What _kind_ of jams? #If there's BG and hard core trad. country type players, they'll probably mangle up the riff-based type tunes ("Smoke On The Water", "Hoochie Coochie Man" etc.) by strumming open voiced major chords and destroying the groove. (i.e. Red Knuckles "In A Gadda Da Vida", but for real)

fairly sure bets:
"Honky Tonk Women"
"Tequilla"
"Mr. Tambourine Man"
"Turn Turn Turn"
"Brown Eyed Girl"
"Margaritaville"
"Gloria"
"Stand By Me"


(Best to stay away from "Thick As A Brick")

NH

----------


## Dave Gumbart

Well, not exactly their most known tune, but Neil Young and Crazy Horse doing "Come On Baby Let's Go Downtown" sure kicks pretty hard.
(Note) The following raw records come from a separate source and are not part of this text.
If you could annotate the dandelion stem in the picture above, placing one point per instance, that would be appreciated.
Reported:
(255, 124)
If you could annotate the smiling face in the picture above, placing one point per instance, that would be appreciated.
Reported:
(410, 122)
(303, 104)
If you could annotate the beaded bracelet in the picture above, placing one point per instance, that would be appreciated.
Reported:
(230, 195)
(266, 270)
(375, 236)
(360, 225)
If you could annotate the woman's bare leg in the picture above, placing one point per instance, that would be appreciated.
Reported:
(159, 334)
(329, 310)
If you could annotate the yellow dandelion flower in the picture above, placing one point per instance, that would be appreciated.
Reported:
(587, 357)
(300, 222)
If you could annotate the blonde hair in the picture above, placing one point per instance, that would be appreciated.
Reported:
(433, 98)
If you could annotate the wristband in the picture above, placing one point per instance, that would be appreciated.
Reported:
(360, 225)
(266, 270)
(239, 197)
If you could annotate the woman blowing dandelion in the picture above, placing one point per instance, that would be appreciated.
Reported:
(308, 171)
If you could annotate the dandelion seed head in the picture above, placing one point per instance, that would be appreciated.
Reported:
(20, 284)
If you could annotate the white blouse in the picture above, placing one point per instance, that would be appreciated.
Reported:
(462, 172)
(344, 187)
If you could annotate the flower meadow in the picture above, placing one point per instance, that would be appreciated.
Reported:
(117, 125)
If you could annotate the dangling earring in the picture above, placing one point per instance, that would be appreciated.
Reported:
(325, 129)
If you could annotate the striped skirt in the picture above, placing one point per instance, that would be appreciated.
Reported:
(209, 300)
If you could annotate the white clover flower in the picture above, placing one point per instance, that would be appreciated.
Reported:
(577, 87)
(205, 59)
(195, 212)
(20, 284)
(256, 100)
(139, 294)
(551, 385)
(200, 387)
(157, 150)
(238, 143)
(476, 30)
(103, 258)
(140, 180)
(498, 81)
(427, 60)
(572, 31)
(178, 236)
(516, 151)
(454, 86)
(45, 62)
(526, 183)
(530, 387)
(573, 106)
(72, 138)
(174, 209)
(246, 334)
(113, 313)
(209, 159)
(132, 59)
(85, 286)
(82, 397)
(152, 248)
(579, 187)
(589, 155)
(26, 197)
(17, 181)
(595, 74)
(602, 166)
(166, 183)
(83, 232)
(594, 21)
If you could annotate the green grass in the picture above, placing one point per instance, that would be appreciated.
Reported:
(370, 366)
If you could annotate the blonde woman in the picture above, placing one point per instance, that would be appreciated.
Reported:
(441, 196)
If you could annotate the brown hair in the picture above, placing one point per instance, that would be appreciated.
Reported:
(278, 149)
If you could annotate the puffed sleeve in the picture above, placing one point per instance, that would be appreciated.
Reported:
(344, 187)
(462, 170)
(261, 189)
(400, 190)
E &gt; A &gt; D. From Tonight's The Night.

----------


## steve in tampa

A lot of Eagles tunes can work well.
Van Morrison Brown Eyed Girl
Bob Seger has a few that work well
Steve Miller Band tunes

----------


## hellindc

Well, what rock tune doesn't work with mando?

Lodi
Almost anything by the Eagles
Definitely anything by Dylan
All the Dead stuff
Stones: This Will be the Last Time and Dead Flowers
Buddy Holly and Elvis has loads of stuff

I heard someone do great Jame Brown
on and on

----------


## nobleheart

I can't believe I forgot Lynard Skinard (sp).. they have many easy and fun tunes like...Sweet home Alabama, Gimme 2 steps, Free Bird, and by all means Simple Man.

----------


## csstanley

you can't forget the Almman Brothers Band. Any of there stuff is great.

Mountain Jam
Blue Sky
Sweet Melissa
Whipping Post(gotta have a good bass player though)

----------


## ira

another great skynyrd tune for mando=-balad of curtis lowe
others:
the joker
knockin on heaven's door
gloria
the weight
not fade away
evil ways (translates really nicely)

----------


## mandopete

Speaking of Lynyrd Skynyrd, there are some great bluegrassy covers on the *Lonesome Skynyrd Time* recording by Larry Cordle. Great versions of *Call Me The Breeze* and *I Know A Little* - great blues form tunes!

----------


## Keith Erickson

...Led Zep:

1- That's the way
2- Over the Hills and Far Away
3- Going to California

...Guns n' Roses-

Anything off the 2nd side of G n' R Lies.

...Iron Maiden

666 The number of the Beast

...Megadeth

Symphony of Destruction 

...Bon Jovi

Wanted Dead or Alive ( I can't believe that I admitted that )  

Happy Picking

----------


## bjc

"Best Friend's Girl Friend" By The Cars
"Peaceful, Easy Feeling" by the Eagles
Anything off of Buffett's greatest hits...
It probably should just be songs that your folks have heard a billion times...

----------


## mando bandage

Copperhead Road by Steve Earle. And it's a song driven by a mando riff.

R

----------


## tree

Maggie May . . . possibly THE coolest mando/12-string guitar riffs in rock & roll.

----------


## G'DAE

How about Dance,Dance,Dance. Steve Miller Band!

----------


## mando bandage

Little Bit of Sympathy from Robin Trower's Bridge of Sighs

Three chord R&R at its finest.

R

----------


## gremlin

allman bros- one way out
georgia sattelites- keep your hands to yourself
kentucky head hunters- dumas walkers
slade- run run away
stevie ray vaughn- pride and joy
marshall tucker- cant you see
ted nugent- great white buffalo
zztop- sharp dressed man
kiss- hard luck woman
spinal tap- stonehenge ( has a great mando solo in the middle)
metallica- whiskey in the jar
thin lizzy- boys are back in town
steve earle- copperhead road
blackfoot-highway song
blackfoot-spending cabbage
johnny winter-rock and roll hootchie koo
alice cooper- no more mr nice guy

If ya need chord charts for these i can give ya the guitar chords you can transcribe to mando. just e-mail me

----------


## Flyer

I'm glad this topic came up..

Have been wondering if anyone is playing any of the Lynyrd Skynyrd songs off the 1994 Endagered Species album?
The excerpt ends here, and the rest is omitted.